Am 16. Jänner verlassen wir Pisaq und damit auch das heilige Tal. Da es sich zeitlich noch ausgeht
vor meinem zweiwöchigen „Heimaturlaub“ werden wir die berühmten „bunten Berge“ gleich jetzt
besichtigen. Zu unserem Erstaunen werden sie im bekanntesten deutschen Reiseführer für
individuelles Reisen nicht einmal erwähnt – aber zum Glück hat man ja eine Freundin, die lange mit einem Peruaner liiert war!
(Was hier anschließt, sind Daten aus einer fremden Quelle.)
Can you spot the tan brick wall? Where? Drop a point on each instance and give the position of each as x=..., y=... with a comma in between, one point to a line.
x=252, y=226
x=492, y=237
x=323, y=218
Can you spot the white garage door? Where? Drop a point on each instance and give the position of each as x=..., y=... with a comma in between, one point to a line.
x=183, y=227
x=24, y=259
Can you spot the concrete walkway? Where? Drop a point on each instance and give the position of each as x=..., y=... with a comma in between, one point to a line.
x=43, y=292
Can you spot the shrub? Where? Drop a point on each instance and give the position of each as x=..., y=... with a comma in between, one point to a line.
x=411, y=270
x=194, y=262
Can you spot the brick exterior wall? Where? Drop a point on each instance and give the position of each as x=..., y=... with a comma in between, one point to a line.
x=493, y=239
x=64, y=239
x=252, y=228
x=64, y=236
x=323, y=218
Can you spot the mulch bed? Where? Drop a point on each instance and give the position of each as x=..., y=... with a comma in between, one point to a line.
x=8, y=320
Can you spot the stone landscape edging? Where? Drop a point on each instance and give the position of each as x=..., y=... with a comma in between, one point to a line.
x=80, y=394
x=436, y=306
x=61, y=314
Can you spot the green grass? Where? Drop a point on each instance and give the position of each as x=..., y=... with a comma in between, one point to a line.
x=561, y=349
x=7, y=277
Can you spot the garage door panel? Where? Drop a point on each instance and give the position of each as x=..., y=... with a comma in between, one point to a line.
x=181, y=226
Die Anfahrt zu den bunten Bergen ist erstmal unspektakulär – theoretisch – nicht jedoch, wenn man zu einem eben passierten, schweren Unfall kommt. Erstmal sehen wir nicht viel: 2 ineinander
verkeilte Fahrzeuge (1 LKW mit 4 Pferden beladen und ein überladener Minibus) sowie die
dazugehörigen Insassen auf der Straße stehend im Regen auf ca. 3.500 Höhenmetern. Die vor allem anwesenden Herren zeigen keine Anzeichen uns in irgendeiner Art und Weise eine Information zukommen zu lassen – der Weg ist versperrt – wir kommen nicht weiter. Wir warten eine Weile im Auto, schließlich steigt Haimo aus und geht mal langsam Richtung der beiden Fahrzeuge. Die Männer stehen eher untätig herum und Haimo versteht sie nicht, daher schaut er mal in den Minibus. Hinter dem Steuer sitzt der eingeklemmte Lenker – der Motorblock hat sich durch den Aufprall mit der Lenksäule in den Innenraum verschoben und den Mann eingeklemmt – um ehrlich zu sein, es sieht für das linke Bein nicht gut aus. Aus dem Ohr blutet er – das nächste unheilvolle Indiz. Haimo kommt wieder zurück zum Zebra und bittet mich, mit den indigenen Männern zu sprechen. Wie befürchtet ist dieses Unterfangen zum Scheitern verurteilt: Zum einen bin ich weiß und noch viel schlimmer: eine Frau. Man macht also keinen Hehl daraus, dass man mit mir nicht kommunizieren will. Dazu kommt, dass die indigene Bevölkerung ihre Dinge selbst regelt und in dem Fall sieht es dann doch so aus, als hätte der Fahrer des Colectivos die Kurve mit erhöhter Geschwindigkeit geschnitten – somit ist er Schuld. Und die Schuldfrage bzw die Bestrafung klärt man so mancherorts in Peru noch gerne selbst (in dem Fall durch Nichts-Tun) . Da Haimo als Mitglied des Roten Kreuzes aber im Helfer Team mitspielt und ich durch meine angeborene Hartnäckigkeit die Sache auch so nicht auf sich beruhen lassen will bleiben wir lästig. Nach einiger Zeit des Hilfe-Aufdrängens sind sie damit einverstanden unsere offerierte Brechstange
anzunehmen, um zu versuchen das verbogene Metall mit Menschenkraft auseinander zu bekommen. Es gibt ohnehin keinen Mobilfunk Empfang hier und die Bomberos rücken hier in den
Bergen nicht wegen „so etwas“ aus – erklärt man uns. Meine Versuche den Männern zu erklären,
dass wir helfen könnten, Haimo ist ja Rettungssanitäter, werden ignoriert. Man will keine Hilfe.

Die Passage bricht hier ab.